In the normal outpatient departments, it is very difficult and time consuming to assess the RA disease activity using well-known scores (e.g., DAS28, CDAI). All indices to assess disease activity in RA have some shortcomings. DAS-28 includes four variables, and it requires complex calculations like square root and logarithm. Furthermore, DAS-28, SDAI, and CDAI do not include patient functional status (Health Assessment Questionnaire (HAQ)), which is the best predictor of most severe long-term outcomes of RA.

These shortcomings are overcome with the use of PDAS-2 where the clinical symptoms of the disease are self-assessed by the patients at home. It includes all the clinical symptoms of RA like fatigue, early morning stiffness, tender joint count, and swollen joint count. In comparison to PDAS-1, PDAS-2 has the advantage of not including ESR measurement, which is a laboratory-based test [20].

In our study, PDAS-2 was significantly correlated with DAS-28 with Pearson’s coefficient 0.792, 0.757, and 0.669 and with CDAI with Pearson’s coefficient 0.861, 0.832, and 0.695 respectively at M0, M2, and M4 intervals, which is comparable to the correlation shown in study done by Earnest H choy et al (2008) [15] (between DAS-28 and PDAS-2 score was 0.76 and between CDAI and PDAS-2 score was 0.73).

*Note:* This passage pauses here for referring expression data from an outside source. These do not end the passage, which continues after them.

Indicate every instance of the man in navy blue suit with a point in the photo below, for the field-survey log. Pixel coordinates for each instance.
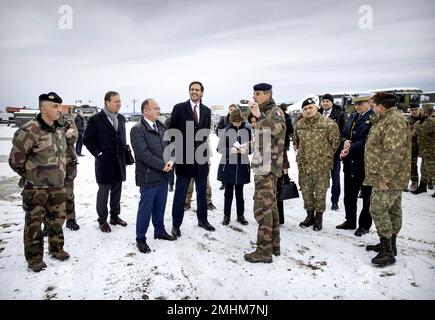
(354, 137)
(189, 118)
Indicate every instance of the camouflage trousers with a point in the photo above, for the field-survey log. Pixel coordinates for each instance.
(266, 213)
(314, 187)
(414, 168)
(428, 170)
(40, 204)
(190, 192)
(386, 211)
(71, 174)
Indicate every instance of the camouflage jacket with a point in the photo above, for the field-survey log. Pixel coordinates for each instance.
(68, 123)
(38, 154)
(269, 141)
(387, 154)
(426, 137)
(317, 140)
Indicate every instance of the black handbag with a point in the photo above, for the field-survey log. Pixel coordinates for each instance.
(129, 160)
(287, 189)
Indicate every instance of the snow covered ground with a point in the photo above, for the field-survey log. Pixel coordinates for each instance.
(331, 264)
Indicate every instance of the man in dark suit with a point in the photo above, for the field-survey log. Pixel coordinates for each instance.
(189, 118)
(105, 138)
(332, 111)
(354, 137)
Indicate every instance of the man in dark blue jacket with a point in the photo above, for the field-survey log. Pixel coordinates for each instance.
(152, 174)
(354, 137)
(334, 112)
(105, 138)
(189, 118)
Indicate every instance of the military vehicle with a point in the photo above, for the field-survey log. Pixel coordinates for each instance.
(405, 96)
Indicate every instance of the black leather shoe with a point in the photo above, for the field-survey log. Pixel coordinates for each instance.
(165, 236)
(142, 246)
(346, 226)
(360, 231)
(176, 232)
(226, 220)
(117, 220)
(207, 226)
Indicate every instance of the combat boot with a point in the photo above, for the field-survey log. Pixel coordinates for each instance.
(374, 247)
(256, 257)
(318, 221)
(421, 188)
(72, 224)
(276, 251)
(413, 186)
(37, 266)
(60, 255)
(309, 220)
(385, 256)
(226, 220)
(242, 220)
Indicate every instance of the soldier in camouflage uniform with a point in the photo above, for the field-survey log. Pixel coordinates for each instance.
(426, 147)
(267, 164)
(316, 139)
(38, 156)
(387, 161)
(413, 120)
(71, 135)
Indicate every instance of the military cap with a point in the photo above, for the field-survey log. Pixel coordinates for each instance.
(308, 101)
(51, 97)
(328, 96)
(262, 87)
(361, 98)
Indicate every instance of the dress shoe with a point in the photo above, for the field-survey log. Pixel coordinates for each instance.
(72, 224)
(142, 246)
(117, 220)
(360, 231)
(176, 232)
(207, 226)
(346, 226)
(105, 227)
(37, 266)
(226, 220)
(242, 220)
(165, 236)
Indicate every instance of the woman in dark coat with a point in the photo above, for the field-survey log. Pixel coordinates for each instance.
(234, 168)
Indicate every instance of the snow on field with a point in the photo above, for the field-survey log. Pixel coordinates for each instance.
(331, 264)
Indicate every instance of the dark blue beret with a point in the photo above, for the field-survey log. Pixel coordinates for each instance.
(308, 102)
(51, 96)
(262, 87)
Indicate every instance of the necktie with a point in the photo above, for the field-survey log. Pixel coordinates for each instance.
(195, 115)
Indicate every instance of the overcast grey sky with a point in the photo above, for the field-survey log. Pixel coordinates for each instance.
(156, 48)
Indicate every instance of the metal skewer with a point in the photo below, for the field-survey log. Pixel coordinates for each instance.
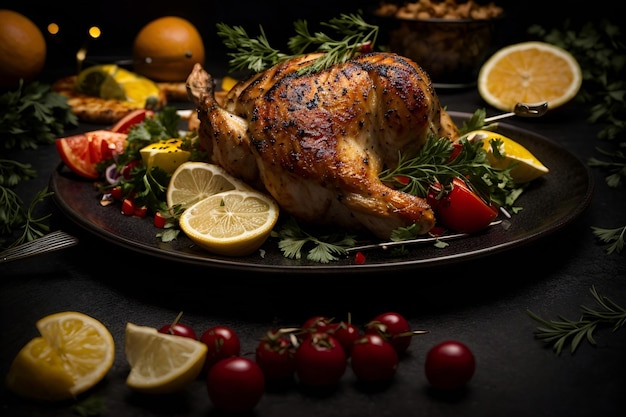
(387, 245)
(522, 110)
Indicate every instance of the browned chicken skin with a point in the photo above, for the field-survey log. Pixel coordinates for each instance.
(317, 142)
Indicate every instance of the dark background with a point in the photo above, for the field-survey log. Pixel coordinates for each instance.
(120, 20)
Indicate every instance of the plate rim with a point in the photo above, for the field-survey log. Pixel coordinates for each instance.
(321, 268)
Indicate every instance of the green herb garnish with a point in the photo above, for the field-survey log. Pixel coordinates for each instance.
(327, 248)
(433, 164)
(257, 54)
(33, 115)
(560, 332)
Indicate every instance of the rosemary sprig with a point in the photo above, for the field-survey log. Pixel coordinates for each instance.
(560, 332)
(257, 54)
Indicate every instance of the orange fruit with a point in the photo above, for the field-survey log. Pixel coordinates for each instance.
(529, 72)
(22, 49)
(167, 48)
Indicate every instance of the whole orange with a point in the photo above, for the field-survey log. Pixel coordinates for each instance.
(167, 48)
(22, 49)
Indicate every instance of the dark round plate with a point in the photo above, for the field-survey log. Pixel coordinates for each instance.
(549, 203)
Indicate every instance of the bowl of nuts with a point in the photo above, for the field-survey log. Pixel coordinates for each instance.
(449, 39)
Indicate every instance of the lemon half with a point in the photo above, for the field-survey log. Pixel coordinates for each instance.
(73, 353)
(161, 363)
(529, 72)
(195, 181)
(231, 223)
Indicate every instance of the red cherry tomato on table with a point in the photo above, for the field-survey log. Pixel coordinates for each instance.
(374, 359)
(449, 365)
(276, 356)
(222, 342)
(394, 328)
(347, 333)
(315, 324)
(460, 209)
(320, 360)
(235, 384)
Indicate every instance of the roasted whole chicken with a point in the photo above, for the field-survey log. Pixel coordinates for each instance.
(316, 142)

In our study, the agreement between DAS-28 and PDSA 2 was 0.788 (p <0.001) and between CDAI and PDAS-2 was 0.766 (p<0.001) which is comparable to agreement between DAS-28 and CDAI 0.757 (p<0.001). The study by Alexander M.H. Leung et al [16] depicted similar results (correlation between DAS-28 and PDAS-2 was 0.650, between CDAI and PDAS-2 score was 0.680, and between CDAI and DAS-28 was 0.810). In our study, the Cronbach’s alpha for PDAS-2 was 0.578. It was noticed that if early morning stiffness was excluded from PDAS-2, its Cronbach’s alpha value turned to be highly significant 0.757 suggesting a good internal consistency. In the study of Earnest H Choy et al, Cronbach’s alpha of PDAS-2 was 0.400. They also opined that early morning stiffness score can be omitted without significantly affecting the validity and sensitivity of the instrument15.

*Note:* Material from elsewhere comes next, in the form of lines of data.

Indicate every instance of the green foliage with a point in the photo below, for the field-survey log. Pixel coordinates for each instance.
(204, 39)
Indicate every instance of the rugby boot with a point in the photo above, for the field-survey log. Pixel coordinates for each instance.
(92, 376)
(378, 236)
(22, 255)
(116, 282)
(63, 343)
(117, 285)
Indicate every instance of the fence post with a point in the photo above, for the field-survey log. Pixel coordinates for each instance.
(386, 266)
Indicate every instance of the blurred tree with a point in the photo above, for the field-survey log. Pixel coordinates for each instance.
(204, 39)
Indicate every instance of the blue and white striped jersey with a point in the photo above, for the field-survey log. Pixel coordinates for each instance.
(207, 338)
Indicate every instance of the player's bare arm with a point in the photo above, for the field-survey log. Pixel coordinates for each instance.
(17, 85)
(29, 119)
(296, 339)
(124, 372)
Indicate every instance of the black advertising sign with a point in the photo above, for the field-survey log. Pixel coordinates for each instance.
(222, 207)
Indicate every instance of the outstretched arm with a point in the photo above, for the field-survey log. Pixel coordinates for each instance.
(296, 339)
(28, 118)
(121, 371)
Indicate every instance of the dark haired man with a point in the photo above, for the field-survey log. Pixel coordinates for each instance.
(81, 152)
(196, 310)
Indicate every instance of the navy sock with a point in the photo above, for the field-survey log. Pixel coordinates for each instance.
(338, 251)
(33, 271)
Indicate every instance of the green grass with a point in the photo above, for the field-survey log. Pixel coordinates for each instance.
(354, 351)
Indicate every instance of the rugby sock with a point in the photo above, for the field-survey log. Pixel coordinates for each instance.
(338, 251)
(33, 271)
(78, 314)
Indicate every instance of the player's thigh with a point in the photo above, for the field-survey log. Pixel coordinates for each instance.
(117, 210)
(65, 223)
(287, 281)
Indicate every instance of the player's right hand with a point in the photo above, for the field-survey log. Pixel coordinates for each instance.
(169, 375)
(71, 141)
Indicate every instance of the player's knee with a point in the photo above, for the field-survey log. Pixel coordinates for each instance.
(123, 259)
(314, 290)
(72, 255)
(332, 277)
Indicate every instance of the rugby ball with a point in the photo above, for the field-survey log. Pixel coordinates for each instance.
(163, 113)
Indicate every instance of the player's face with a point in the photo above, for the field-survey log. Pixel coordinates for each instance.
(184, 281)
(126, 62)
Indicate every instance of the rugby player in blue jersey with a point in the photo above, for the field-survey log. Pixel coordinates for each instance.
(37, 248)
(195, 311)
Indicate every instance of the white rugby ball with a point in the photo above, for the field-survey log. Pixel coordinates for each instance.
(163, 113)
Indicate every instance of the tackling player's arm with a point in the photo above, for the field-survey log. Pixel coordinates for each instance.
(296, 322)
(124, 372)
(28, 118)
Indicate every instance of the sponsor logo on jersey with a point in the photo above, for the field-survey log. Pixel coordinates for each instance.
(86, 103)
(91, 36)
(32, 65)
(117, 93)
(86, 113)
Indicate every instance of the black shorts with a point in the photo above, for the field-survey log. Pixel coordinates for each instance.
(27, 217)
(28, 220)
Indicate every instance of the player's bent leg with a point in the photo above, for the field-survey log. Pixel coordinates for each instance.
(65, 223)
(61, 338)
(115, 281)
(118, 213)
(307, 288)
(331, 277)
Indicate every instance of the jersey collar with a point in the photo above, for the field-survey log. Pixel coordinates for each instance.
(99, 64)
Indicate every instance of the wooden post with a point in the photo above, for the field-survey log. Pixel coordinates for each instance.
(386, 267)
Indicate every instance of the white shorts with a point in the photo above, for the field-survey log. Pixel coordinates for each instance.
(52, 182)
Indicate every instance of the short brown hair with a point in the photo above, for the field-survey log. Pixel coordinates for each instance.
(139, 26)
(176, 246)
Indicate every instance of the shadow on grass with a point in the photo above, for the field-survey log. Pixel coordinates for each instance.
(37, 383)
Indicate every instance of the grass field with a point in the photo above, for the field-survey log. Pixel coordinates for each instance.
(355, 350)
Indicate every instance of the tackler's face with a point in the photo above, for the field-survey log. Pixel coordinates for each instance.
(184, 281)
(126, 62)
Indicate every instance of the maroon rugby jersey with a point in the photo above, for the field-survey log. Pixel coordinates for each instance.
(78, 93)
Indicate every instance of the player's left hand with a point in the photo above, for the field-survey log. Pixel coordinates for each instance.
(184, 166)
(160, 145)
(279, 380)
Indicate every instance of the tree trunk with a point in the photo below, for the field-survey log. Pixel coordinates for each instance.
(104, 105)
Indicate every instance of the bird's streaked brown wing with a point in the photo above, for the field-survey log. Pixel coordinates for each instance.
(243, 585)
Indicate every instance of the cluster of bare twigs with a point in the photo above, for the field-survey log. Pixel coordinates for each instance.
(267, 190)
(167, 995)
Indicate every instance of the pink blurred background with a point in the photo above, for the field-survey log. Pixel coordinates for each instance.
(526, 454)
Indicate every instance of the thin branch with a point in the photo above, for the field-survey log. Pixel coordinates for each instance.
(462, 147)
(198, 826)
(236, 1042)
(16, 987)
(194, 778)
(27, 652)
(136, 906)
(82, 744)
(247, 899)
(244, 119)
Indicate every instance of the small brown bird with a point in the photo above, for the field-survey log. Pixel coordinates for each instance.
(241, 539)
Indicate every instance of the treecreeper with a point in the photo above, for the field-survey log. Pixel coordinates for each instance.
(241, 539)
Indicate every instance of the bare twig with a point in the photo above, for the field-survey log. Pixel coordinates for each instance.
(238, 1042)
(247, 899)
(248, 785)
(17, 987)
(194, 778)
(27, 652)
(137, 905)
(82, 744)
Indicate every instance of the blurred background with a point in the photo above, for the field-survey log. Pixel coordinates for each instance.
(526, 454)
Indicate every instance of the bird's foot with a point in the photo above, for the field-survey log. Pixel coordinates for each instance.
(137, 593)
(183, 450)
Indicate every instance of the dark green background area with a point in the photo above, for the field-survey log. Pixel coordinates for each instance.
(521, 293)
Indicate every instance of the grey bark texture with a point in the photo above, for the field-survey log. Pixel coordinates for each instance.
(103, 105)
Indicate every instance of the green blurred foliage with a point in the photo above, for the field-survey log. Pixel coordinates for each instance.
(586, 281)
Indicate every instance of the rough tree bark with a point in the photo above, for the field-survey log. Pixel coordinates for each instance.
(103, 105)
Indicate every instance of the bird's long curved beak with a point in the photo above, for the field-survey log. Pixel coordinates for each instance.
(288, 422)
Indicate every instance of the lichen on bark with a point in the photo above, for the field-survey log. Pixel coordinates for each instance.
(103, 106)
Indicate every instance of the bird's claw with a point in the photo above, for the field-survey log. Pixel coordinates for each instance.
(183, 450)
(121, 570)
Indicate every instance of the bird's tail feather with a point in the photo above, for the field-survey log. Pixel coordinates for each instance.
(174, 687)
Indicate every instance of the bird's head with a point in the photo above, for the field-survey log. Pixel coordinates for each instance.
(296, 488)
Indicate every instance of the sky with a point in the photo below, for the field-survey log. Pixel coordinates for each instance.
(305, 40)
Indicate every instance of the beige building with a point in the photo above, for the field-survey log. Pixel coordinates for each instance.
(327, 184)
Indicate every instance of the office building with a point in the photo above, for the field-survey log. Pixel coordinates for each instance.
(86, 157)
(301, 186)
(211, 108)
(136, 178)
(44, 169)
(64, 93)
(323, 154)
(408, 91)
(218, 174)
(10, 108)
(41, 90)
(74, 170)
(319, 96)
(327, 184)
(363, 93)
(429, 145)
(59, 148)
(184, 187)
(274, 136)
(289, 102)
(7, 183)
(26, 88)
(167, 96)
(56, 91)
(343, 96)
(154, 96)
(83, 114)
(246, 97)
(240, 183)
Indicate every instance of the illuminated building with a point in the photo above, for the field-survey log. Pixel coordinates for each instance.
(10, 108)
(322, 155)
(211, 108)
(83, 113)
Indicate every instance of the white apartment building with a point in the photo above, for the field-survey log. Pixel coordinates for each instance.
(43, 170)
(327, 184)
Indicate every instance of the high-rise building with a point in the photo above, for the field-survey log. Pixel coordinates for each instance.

The PDAS-2 holds strength since the subjects found it very easy to fill. Subjects, by self-assessing their disease activity using PDAS-2 questionnaire, improved their overall understanding of the disease. Many of them agreed that their understanding and involvement helped optimizing medication; as using PDAS-2 they could assess disease activity on that very day; an early and prompt medical attention could be sought which is important in line of management. However, the score suffers from the limitation that it requires the patient to be well educated and with a good common sense. The ignorant behavior or the lack of understanding of the clinical assessment tool may cause an underestimation of the disease activity as well, leading to worse consequences.

Conclusion

The use of PDAS-2 may be a novel approach for RA as the other disease activity scores (DAS-28 and CDAI) assess the inflammatory part of disease objectively but do not assess the impact on the activity of daily living. Single-handed practitioners and clinicians working in an environment in which resources are limited could adopt patient-derived measures of disease activity such as the PDAS-2. It could also be used in Web-based recording of disease activity in future years. Nonetheless, it is suggested that larger and longer duration studies are needed to establish the firmness of the above correlation between PDAS-2 (PRO) and DAS-28 and CDAI (conventional method) to assess disease activity.